Iron Ore – Changing Dynamics
The Australian iron ore industry is on the verge a major transformation, driven by a combination of booming global demand and diminishing stocks of high-grade ore.

World consumption of iron ore is driven by the global steel industry and grows on average by 10% per annum, with the main consumers being China, Japan, Korea, the United States and the European Union. The major producers of iron ore include China, Brazil, Australia, India, and Russia.

The major growth constraints for the global iron ore industry are:
•    the position of the iron ore relative to market;
•    the cost of rail infrastructure to get it to market; and
•    the energy cost required to do so.

The growth in demand for iron ore over the past decade has principally been driven by the Chinese economy. During the first half of this decade, China’s steel consumption grew at a rate of 1.5-2.5 times GDP driven by rapid industrialization and urbanization.

Hematite
Traditionally, the Australian iron ore industry has been based on the mining, production and export of high-grade hematite ores which currently account for approximately 96% of Australia’s iron ore production.

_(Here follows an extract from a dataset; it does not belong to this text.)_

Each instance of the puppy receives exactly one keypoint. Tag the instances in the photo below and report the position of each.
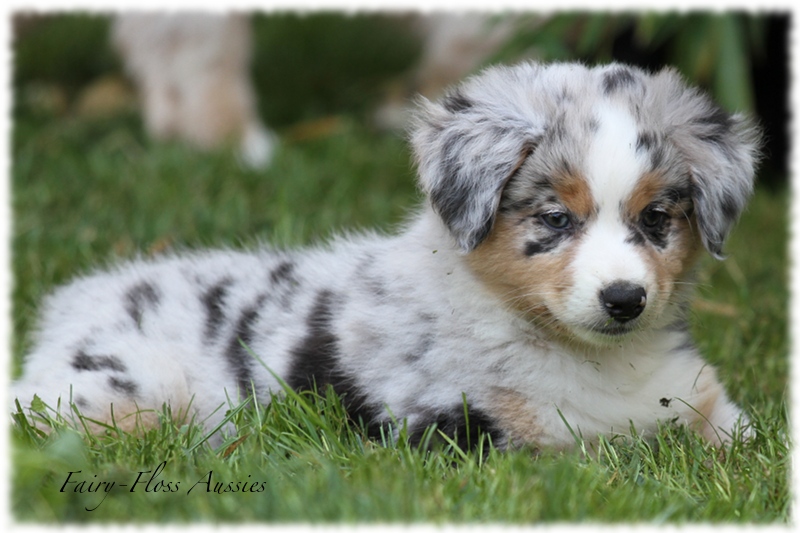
(192, 70)
(541, 291)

High-grade hematite is often referred to as “Direct Shipping Ore” or “DSO” because it is mined and beneficiated using a relatively simple crushing and screening process before being exported for use in steel mills.

Magnetite
Magnetite ore has lower iron content and must be upgraded to make it suitable for steelmaking.

Magnetite ore is suitable for processing into iron ore pellets for use in modern steel production and currently accounts for approximately 50% of global iron ore production. The magnetic properties of magnetite enable it to be readily refined into an iron ore concentrate.

While magnetite is generally a lower-grade deposit, it is globally accepted as a viable and high-quality feedstock for the production of premium quality, low impurity steel.

The processing route for magnetite requires crushing, screening, grinding, magnetic separation, filtering and drying. The final product is a high iron grade magnetite concentrate (+65% Fe), with typically very low impurities.
Further processing involves the agglomeration and thermal treatment of the concentrate to produce pellets, which can be used directly in a blast furnace or direct reduction steel-making plant.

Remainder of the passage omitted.